Вдова героя - Роман Воликов
Шрифт:
Интервал:
Закладка:
Он придумал гениальную схему. В его сегодняшнем положении так легко сбежать из Союза, его выпустят, я не сомневаюсь, баба с воза, кобыле легче, и что потом. Оказаться на неделю объектом ветреной европейской моды и всю оставшуюся жизнь влачить жалкое существование полузабытым эмигрантом. Спиться можно и дома, невелика наука, зачем тогда было нужно начинать войну с властью.
А если по другому, если торчать здесь, балансируя на краю пропасти, вести себя предельно вызывающе, ведь знает, лагерный волк, что не посадят, когда иностранные газеты через день пишут о замордованном, затравленном честном русском писателе.
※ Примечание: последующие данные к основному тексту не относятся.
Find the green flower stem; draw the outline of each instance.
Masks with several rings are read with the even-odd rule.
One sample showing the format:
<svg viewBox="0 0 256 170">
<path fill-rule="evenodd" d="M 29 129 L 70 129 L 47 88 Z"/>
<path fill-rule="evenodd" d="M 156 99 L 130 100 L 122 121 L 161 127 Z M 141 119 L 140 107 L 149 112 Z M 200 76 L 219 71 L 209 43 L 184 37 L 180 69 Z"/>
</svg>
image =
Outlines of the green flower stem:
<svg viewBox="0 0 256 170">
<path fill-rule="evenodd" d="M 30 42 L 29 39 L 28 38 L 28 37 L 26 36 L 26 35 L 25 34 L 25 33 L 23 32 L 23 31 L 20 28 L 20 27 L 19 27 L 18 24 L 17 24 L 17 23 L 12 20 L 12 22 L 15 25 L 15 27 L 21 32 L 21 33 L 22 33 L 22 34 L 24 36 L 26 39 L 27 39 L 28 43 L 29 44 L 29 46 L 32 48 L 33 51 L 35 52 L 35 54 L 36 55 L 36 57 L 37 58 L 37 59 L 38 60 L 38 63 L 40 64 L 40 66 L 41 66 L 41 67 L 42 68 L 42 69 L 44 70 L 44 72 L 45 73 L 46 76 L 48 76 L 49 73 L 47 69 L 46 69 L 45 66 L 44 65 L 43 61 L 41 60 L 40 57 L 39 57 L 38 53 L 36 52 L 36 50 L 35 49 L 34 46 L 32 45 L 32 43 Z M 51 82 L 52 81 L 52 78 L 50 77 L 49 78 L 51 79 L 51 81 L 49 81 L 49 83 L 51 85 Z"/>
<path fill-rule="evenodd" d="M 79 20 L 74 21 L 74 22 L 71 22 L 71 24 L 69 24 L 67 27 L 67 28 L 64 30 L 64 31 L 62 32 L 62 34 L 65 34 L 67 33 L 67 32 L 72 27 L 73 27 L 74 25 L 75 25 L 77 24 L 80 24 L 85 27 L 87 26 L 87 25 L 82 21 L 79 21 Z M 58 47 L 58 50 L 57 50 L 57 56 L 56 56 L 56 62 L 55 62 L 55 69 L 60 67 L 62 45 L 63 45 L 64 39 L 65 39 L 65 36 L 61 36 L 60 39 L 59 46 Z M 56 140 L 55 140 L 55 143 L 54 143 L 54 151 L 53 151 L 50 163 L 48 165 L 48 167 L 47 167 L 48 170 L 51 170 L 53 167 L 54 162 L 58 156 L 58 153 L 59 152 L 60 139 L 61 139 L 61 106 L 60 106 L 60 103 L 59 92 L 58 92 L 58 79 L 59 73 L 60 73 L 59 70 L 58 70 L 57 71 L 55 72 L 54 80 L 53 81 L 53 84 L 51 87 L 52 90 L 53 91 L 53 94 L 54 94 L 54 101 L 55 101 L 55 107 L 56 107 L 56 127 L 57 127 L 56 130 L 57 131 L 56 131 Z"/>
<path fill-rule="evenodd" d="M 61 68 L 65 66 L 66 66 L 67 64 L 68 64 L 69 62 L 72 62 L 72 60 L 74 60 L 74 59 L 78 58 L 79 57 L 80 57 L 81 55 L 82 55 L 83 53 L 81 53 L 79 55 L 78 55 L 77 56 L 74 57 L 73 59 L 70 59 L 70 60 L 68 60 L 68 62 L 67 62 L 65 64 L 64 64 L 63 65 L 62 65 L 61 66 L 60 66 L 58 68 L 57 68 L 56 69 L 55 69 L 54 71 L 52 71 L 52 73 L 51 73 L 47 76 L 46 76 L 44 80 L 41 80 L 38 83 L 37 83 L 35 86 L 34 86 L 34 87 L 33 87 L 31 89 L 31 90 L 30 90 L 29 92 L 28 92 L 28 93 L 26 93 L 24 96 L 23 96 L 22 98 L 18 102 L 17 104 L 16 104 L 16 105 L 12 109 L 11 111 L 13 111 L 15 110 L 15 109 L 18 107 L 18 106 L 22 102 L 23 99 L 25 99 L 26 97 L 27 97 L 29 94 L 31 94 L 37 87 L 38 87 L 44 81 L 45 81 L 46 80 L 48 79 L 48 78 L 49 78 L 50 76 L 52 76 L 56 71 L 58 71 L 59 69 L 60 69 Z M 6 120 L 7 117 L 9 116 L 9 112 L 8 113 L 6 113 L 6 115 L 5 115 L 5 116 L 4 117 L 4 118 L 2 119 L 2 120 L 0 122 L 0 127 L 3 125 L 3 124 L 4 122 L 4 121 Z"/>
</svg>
Если довести дело до Нобелевской премии, ведь дадут, дали же когда-то Пастернаку, который находился в подобных обстоятельствах, просто Пастернак обосрался и побежал отказываться, если добиться, чтобы под белые ручки, в двадцать четыре часа выставили из Союза, пусть и из тюремной камеры, пуганый, не испугаешь, тёртый, не перетрёшь, вот слава настоящая, на веки вечные, и можно поучать на лекциях тупых американских студентов, и давать интервью, и обездоленным помогать, вот тогда ты настоящая величина, не дешёвая копейка, а серебряный рубль.
Саня смотрел на меня и предлагал союз. Я решилась, не сомневаясь. От предложения стать королевой не отказываются.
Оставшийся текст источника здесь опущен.